In honor of National Animal Advocacy Day on April 30, we’re running a special series on the blog this week to honor those individuals who dedicate their energies to standing up for animals. Meet our third profiled citizen lobbyist, Michelle Lombas of McComb, Mississippi.
Growing up as an only child in rural Mississippi, Michelle Lombas befriended animals early on.
“I had no neighborhood kids to play with, so animals were my family,” she says. “I even learned to swim by watching my Chihuahua dog-paddle.”
While she works full-time as a program coordinator for the City of McComb’s Department of Recreation, Michelle spends just as much time lobbying for animals. “I may be on my lunch hour trying to catch a stray dog,” says the 39-year-old, who has served as a responder for the ASPCA and the International Fund for Animal Welfare (IFAW) after Hurricanes Isaac and Sandy, and was deployed to Florida and Kentucky to care for animals seized by the ASPCA in cruelty cases. She also handles special projects for the St. Francis Animal Sanctuary in nearby Tylertown.
Most recently, Michelle organized a rally in Jackson and created a supporting Facebook page. “We had about 100 people show up in the freezing temperatures and sleet,” she recalls. “What I loved about the rally is it inspired people throughout the state. And we accomplished our goals: to increase public awareness; show law enforcement that we appreciate their enforcing anti-cruelty laws; and tell legislators we need tougher laws.
“In our state, animal protection laws aren’t where we’d like them to be, and law enforcement doesn’t always have resources to enforce those laws,” adds Michelle.
“Local and vocal advocates like Michelle are the sustaining force and life-blood of the animal welfare movement,” says Sherry Rout, the ASPCA’s State Legislative Director of the Southern Region. “They know their communities better than anyone else, and we’re honored to work with these unsung heroes.”
Michelle acknowledges it’s not always necessary to be attached to an organization to make a difference. “People should feel empowered to organize things themselves.
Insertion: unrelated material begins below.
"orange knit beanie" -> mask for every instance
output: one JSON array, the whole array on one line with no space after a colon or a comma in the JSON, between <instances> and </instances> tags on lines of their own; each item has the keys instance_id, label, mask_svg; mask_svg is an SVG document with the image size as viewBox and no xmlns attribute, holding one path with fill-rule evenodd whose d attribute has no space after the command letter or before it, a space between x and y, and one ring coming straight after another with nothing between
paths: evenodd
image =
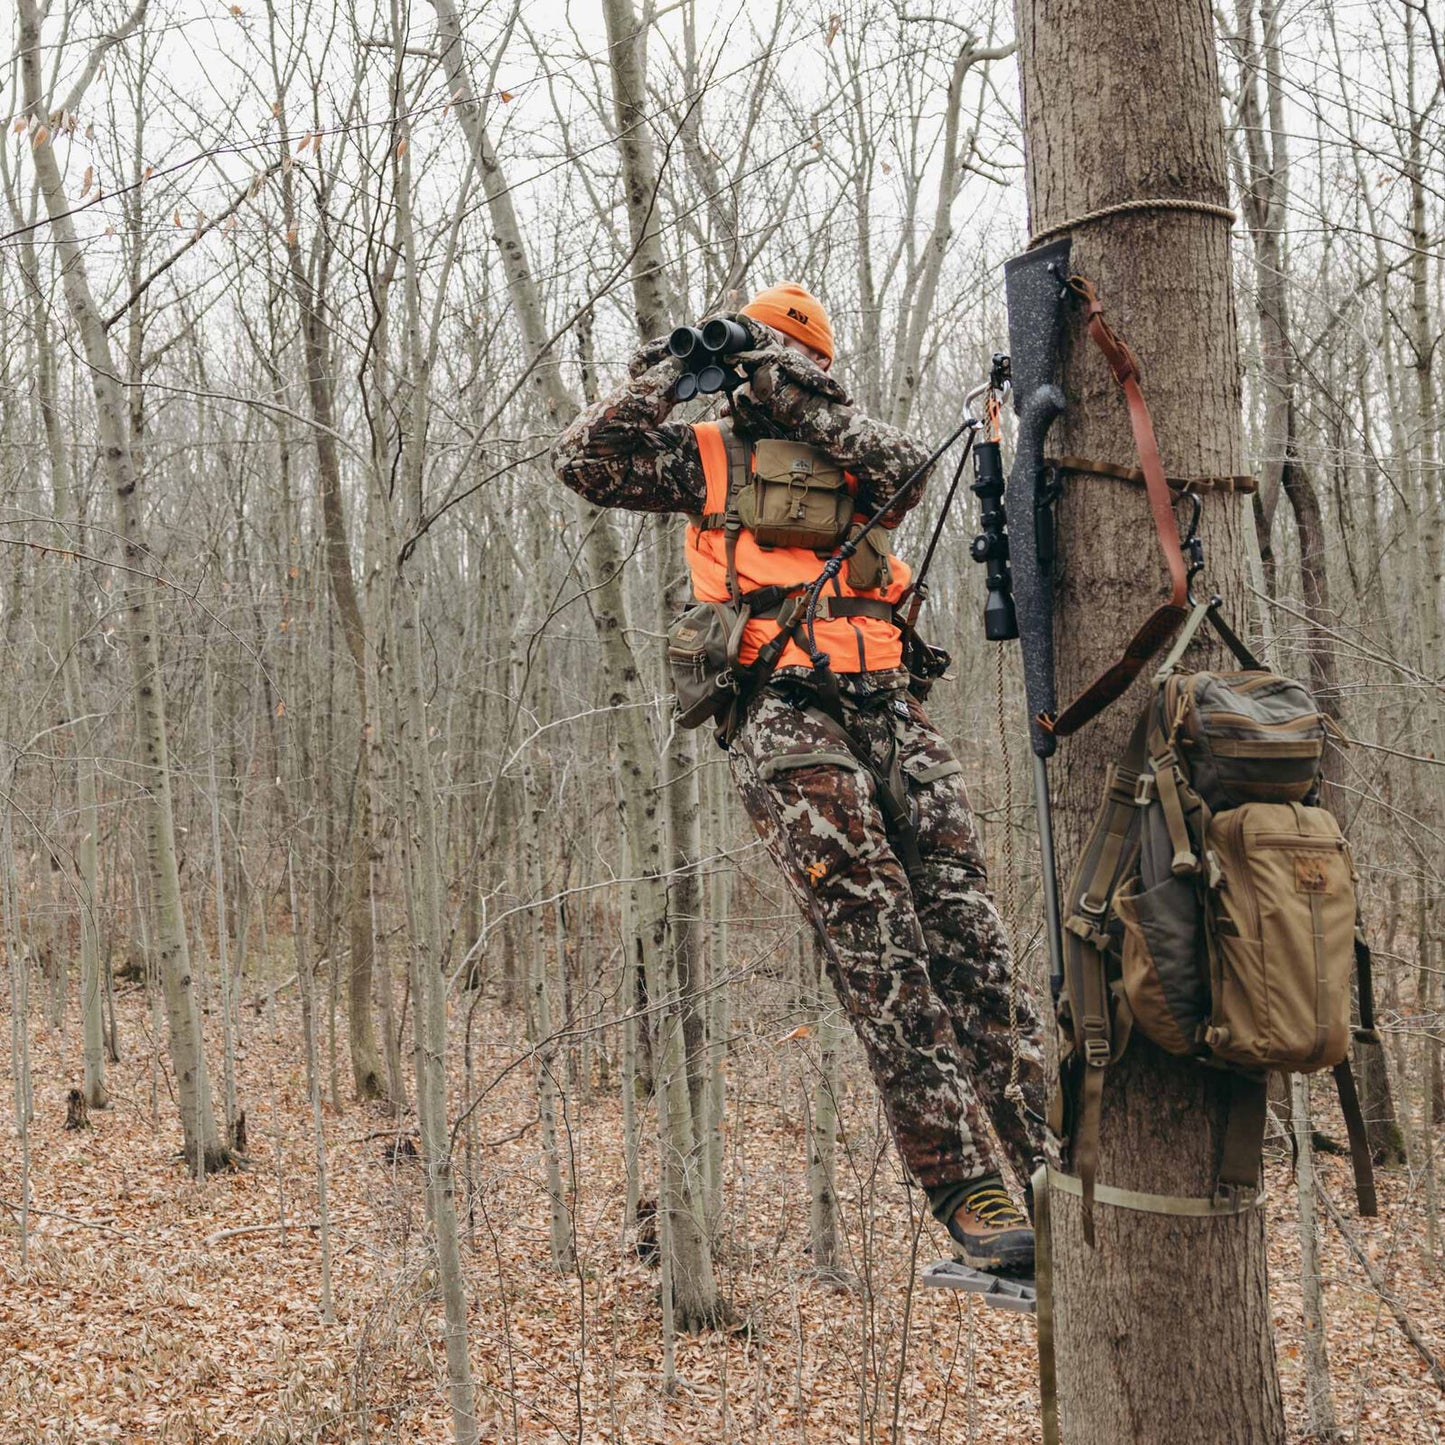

So many times we sit back and think someone else is going to do it, but it needs to be all of us to create change.”
On a daily basis, she does just that. During this year’s extreme winter weather, she delivered dog houses to people in her community. “It doesn’t take a whole lot,” she says. “And the reward is knowing an animal is more comfortable or not suffering.”
“Many times it’s not about cruelty,” she adds. “When I deliver hay or blankets, I see that people are suffering, too.”
At home, Michelle and her husband Louis’ four Weimaraners are their children, along with two permanent fosters, a pit bull and black Lab. Their home is also a haven for 43 ducks—mallard, Muscovy, Indian runner and Peking, among others—and the occasional flock of Canada geese.
Michelle began her animal welfare efforts in earnest after Hurricane Katrina, when she saw how people risked or lost their lives because they refused to evacuate without their pets.
“Katrina prompted me to go from ‘somebody needs to,’ to ‘somebody’s going to,’” she states. “That’s when I took action. Sometimes it’s nothing more than a phone call, or buying a bale of hay to distribute.”
Other times, it’s calling legislators who don’t always like to hear from animal advocates. “I’m a vote,” she says. “There are many more animal lovers than there are Democrats or Republicans, conservatives or liberals. The ASPCA has given me the tools to know what to say and how to say it. Speaking for those who can’t is my opportunity to make a positive difference.”